Artist Spotlight: Lucy Jade Sylvester
Lucy's love of the British countryside started as a child, her pockets often filled with seed heads and feathers. Her love of the natural world and collecting has continued, her woodland finds are now displayed in her Oxfordshire studio, hanging from the walls and stored in old science jars.
Lucy believes you cannot compete with the beauty of nature, its perfect lines and textures, so uses it as directly as possible. Taking moulds from her delicate finds, she casts into the cavity they leave, allowing her to create exact replicas of life in solid silver and gold that retain the finest details.
"These natural forms with beautiful textures would decay into the ground and be gone forever, with direct casting from them I've created something that will now be here forever, to be worn for a life time."

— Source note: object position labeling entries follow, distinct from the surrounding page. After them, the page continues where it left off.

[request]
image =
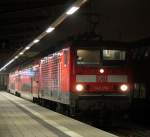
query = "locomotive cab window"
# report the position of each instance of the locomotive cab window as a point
(114, 57)
(88, 57)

Lucy's newest work concentrates on engagement rings and wedding bands, simple lines from cow parsley stems, rye grass, lichen, leaves, twigs and seed heads wrap around to create rings, the fragile veins and stems clearly visible as the designs overlap to create a collection of fine botanical wedding jewellery, all cast from British countryside plants with a scattering of diamonds.
The Great British stag beetle, bees and hawk moths have all been given a new life in solid silver and gold by the nature loving jeweller, her Hawk moth ring was chosen by costume designer Michele Clapton to be worn by Sansa Stark in the hit medieval TV series Game of Thrones.
Since completing her MA at The School of Jewellery in Birmingham, Lucy has exhibited her work around the world, been published in many books and magazines, and most recently exhibited at London's prestigious Chelsea Flower Show.
"My work is evolving all the time, as the seasons change, the inspiration is new once more."